What's really striking to me is the loss of an ability to learn easily, from books, things that involve labels and fine visual distinctions. When I was in my early 30's, I visited an enchanted garden in the Hamptons owned by friends of friends that has been published many times. The rose lover of the pair was amazed that I could identify every single rose in his garden, just from seeing photos and reading about them.
But this week, I picked up Wild Urban Plants of the Northeast: A Field Guide by Peter Del Tredici. Now, I am fascinated by my local weeds. I've been eagerly reading the book before bed.

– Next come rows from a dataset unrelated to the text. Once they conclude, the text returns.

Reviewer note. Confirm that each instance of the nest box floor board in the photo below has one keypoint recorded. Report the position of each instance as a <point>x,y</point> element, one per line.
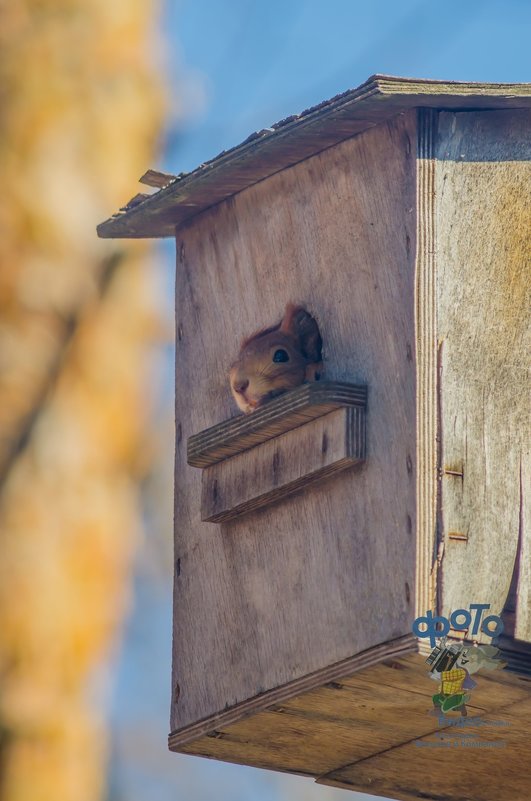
<point>372,731</point>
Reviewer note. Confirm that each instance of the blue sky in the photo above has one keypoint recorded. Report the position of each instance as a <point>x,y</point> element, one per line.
<point>252,63</point>
<point>236,66</point>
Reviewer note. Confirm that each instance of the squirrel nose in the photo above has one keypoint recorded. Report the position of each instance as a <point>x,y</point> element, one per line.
<point>241,386</point>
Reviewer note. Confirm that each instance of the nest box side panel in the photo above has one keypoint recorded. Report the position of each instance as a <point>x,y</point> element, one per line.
<point>284,592</point>
<point>483,201</point>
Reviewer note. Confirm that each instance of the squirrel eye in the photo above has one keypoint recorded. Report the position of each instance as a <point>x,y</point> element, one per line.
<point>280,355</point>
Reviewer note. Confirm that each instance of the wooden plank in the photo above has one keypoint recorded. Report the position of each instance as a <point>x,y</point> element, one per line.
<point>393,649</point>
<point>378,100</point>
<point>481,763</point>
<point>282,414</point>
<point>344,731</point>
<point>157,178</point>
<point>287,464</point>
<point>134,202</point>
<point>278,594</point>
<point>483,179</point>
<point>426,353</point>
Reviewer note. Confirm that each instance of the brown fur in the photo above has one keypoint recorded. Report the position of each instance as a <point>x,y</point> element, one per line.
<point>255,378</point>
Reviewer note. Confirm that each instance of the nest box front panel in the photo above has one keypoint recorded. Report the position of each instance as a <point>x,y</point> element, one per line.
<point>278,593</point>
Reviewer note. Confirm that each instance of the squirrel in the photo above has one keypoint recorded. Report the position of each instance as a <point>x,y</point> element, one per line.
<point>273,360</point>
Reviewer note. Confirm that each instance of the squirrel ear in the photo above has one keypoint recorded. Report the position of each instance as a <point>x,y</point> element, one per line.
<point>300,324</point>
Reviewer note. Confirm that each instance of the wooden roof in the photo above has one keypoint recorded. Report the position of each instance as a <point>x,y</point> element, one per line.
<point>180,197</point>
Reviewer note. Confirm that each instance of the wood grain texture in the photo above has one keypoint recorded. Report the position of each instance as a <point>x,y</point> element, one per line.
<point>486,763</point>
<point>330,674</point>
<point>321,576</point>
<point>359,732</point>
<point>426,344</point>
<point>377,101</point>
<point>282,414</point>
<point>483,211</point>
<point>284,465</point>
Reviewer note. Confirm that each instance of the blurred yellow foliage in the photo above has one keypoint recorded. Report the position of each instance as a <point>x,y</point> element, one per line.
<point>81,104</point>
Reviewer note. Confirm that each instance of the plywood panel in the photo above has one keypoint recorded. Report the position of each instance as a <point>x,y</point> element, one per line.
<point>292,462</point>
<point>486,763</point>
<point>374,731</point>
<point>317,578</point>
<point>483,214</point>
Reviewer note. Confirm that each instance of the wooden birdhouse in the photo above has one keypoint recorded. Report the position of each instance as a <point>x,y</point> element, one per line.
<point>311,532</point>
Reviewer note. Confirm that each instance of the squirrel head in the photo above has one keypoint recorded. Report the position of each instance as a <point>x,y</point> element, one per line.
<point>277,359</point>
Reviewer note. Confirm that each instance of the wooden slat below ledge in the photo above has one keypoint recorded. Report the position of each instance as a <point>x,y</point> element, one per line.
<point>282,414</point>
<point>359,732</point>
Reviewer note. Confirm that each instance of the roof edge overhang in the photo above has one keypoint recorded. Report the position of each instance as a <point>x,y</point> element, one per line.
<point>292,140</point>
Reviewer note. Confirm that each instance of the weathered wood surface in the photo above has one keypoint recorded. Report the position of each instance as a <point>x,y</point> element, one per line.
<point>286,591</point>
<point>426,358</point>
<point>282,414</point>
<point>392,649</point>
<point>286,464</point>
<point>360,731</point>
<point>376,101</point>
<point>483,245</point>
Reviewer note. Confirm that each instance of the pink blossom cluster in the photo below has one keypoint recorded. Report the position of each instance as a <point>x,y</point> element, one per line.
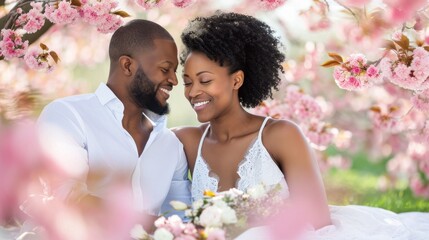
<point>148,4</point>
<point>412,75</point>
<point>316,16</point>
<point>11,44</point>
<point>356,3</point>
<point>33,20</point>
<point>183,3</point>
<point>173,226</point>
<point>319,134</point>
<point>385,118</point>
<point>403,10</point>
<point>421,101</point>
<point>99,14</point>
<point>37,58</point>
<point>303,109</point>
<point>65,13</point>
<point>355,73</point>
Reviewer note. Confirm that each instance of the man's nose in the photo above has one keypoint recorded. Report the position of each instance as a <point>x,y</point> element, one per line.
<point>173,79</point>
<point>194,91</point>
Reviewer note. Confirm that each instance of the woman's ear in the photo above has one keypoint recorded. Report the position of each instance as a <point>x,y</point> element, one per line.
<point>125,63</point>
<point>238,78</point>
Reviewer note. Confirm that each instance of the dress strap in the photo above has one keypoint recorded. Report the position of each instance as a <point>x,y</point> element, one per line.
<point>262,128</point>
<point>202,140</point>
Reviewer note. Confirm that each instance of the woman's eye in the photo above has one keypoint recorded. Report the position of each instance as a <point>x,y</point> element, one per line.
<point>205,81</point>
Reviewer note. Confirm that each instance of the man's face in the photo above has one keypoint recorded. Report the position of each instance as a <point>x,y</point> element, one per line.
<point>143,92</point>
<point>155,76</point>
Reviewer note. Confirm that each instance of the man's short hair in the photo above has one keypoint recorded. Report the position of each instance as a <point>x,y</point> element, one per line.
<point>134,36</point>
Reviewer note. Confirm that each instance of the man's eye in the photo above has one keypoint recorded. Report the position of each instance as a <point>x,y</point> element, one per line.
<point>205,81</point>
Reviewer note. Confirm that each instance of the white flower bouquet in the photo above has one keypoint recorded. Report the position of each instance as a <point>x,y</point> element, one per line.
<point>217,216</point>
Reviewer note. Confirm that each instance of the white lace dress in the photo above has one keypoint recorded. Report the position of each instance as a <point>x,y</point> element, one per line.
<point>348,222</point>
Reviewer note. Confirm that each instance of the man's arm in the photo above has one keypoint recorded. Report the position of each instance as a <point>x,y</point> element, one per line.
<point>180,186</point>
<point>63,139</point>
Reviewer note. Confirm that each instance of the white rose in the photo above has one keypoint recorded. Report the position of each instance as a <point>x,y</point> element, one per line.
<point>178,205</point>
<point>257,191</point>
<point>220,203</point>
<point>138,232</point>
<point>211,217</point>
<point>197,204</point>
<point>228,216</point>
<point>163,234</point>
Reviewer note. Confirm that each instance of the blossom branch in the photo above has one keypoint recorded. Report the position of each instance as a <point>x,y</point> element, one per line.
<point>348,9</point>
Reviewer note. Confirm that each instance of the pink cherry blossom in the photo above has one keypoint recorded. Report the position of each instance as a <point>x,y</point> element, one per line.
<point>148,4</point>
<point>12,45</point>
<point>64,14</point>
<point>355,73</point>
<point>34,60</point>
<point>33,20</point>
<point>421,101</point>
<point>412,77</point>
<point>183,3</point>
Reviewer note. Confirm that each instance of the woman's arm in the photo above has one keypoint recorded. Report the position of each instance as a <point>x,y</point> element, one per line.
<point>289,147</point>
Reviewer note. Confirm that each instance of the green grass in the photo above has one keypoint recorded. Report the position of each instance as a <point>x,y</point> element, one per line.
<point>353,187</point>
<point>359,186</point>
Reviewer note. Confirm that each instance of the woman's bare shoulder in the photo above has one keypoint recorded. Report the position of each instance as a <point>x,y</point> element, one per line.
<point>283,136</point>
<point>282,128</point>
<point>189,134</point>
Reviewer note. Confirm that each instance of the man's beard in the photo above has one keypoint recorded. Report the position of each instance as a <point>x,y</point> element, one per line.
<point>143,92</point>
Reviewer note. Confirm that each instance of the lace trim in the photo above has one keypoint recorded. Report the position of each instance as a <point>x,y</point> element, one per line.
<point>256,167</point>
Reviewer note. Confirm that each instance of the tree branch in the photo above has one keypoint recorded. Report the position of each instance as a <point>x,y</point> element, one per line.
<point>8,20</point>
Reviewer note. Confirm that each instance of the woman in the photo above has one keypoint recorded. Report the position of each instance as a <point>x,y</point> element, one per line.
<point>232,61</point>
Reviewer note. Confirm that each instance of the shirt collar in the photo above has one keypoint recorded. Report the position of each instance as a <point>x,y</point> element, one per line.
<point>105,96</point>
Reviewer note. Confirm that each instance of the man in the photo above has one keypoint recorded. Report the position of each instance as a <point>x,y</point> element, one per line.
<point>120,130</point>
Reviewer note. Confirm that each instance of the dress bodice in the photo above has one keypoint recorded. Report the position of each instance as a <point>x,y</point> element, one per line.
<point>256,167</point>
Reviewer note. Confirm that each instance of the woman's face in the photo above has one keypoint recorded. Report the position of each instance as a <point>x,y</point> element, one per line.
<point>208,87</point>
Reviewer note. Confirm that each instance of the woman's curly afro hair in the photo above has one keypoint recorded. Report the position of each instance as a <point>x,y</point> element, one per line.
<point>239,42</point>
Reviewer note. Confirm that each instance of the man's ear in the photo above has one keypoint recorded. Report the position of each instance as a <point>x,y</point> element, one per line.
<point>125,64</point>
<point>238,78</point>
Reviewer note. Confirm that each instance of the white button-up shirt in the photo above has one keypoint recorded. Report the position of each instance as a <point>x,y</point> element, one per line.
<point>86,135</point>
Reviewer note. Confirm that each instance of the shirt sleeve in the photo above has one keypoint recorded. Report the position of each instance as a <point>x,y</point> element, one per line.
<point>179,188</point>
<point>61,132</point>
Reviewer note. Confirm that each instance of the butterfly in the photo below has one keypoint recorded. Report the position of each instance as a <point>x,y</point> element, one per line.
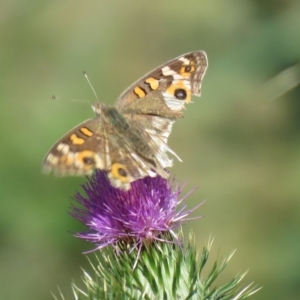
<point>128,141</point>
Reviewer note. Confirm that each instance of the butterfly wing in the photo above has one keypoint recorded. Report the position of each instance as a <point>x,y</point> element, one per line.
<point>164,91</point>
<point>97,144</point>
<point>155,101</point>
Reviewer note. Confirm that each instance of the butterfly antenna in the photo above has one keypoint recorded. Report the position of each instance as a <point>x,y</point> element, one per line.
<point>86,77</point>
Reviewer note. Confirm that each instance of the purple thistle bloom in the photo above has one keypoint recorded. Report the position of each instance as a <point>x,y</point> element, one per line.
<point>142,214</point>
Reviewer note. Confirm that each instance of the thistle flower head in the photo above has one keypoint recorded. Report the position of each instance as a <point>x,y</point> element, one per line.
<point>142,214</point>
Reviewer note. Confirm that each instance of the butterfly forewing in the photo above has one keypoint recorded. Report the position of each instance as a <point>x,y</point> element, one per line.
<point>129,141</point>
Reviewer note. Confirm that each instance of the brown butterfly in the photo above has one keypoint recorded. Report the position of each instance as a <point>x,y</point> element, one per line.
<point>129,140</point>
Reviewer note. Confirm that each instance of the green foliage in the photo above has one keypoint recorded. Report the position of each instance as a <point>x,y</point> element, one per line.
<point>162,271</point>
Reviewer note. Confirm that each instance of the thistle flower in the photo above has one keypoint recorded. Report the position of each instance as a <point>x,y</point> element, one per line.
<point>145,216</point>
<point>145,213</point>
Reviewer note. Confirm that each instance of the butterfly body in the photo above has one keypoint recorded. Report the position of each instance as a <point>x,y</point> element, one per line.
<point>129,140</point>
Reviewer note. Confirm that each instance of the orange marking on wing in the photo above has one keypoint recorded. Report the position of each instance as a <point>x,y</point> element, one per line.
<point>86,131</point>
<point>186,74</point>
<point>139,92</point>
<point>180,85</point>
<point>87,158</point>
<point>154,83</point>
<point>76,140</point>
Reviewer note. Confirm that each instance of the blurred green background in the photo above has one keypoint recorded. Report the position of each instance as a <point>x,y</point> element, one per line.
<point>239,142</point>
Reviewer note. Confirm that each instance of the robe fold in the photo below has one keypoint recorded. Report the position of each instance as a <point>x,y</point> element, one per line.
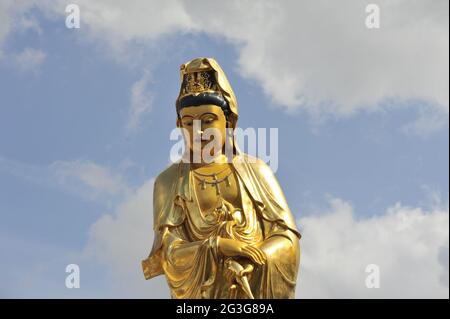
<point>185,245</point>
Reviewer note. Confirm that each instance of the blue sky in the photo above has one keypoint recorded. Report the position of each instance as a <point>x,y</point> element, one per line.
<point>64,121</point>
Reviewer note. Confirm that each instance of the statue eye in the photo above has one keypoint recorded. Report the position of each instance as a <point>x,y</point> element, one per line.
<point>208,120</point>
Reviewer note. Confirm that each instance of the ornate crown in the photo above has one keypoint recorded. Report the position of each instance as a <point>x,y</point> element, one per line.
<point>198,82</point>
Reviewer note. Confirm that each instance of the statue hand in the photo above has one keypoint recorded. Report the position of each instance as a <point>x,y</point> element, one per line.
<point>232,248</point>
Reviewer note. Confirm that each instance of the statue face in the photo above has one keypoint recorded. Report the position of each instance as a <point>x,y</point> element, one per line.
<point>204,126</point>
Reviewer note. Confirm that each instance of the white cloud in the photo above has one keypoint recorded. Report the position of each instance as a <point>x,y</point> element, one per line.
<point>141,102</point>
<point>29,59</point>
<point>316,56</point>
<point>410,245</point>
<point>91,179</point>
<point>121,240</point>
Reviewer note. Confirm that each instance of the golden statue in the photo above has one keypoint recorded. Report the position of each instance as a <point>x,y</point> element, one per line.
<point>222,228</point>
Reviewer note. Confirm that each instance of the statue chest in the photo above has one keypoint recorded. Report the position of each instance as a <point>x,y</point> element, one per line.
<point>210,195</point>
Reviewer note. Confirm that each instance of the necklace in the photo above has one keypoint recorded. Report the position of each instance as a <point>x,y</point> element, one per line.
<point>215,181</point>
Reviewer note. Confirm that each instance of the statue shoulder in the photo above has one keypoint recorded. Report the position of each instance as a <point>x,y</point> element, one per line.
<point>258,165</point>
<point>164,183</point>
<point>167,176</point>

Then I wake up in the morning and remember almost nothing and wander around looking at the weeds in my yard as ignorant as ever. Alas, I am really not taking in those photos of distinct leaf and flower shapes and certainly not connecting them with a name. I'd be no good now at that art history class in college where I had to identify the cathedral just by the shape of the interior arches, and I fear I will never become a bird watcher at this stage of life.
Whatever mental acuity I have now seems to run on another track. Or maybe my brain is just too busy at the moment.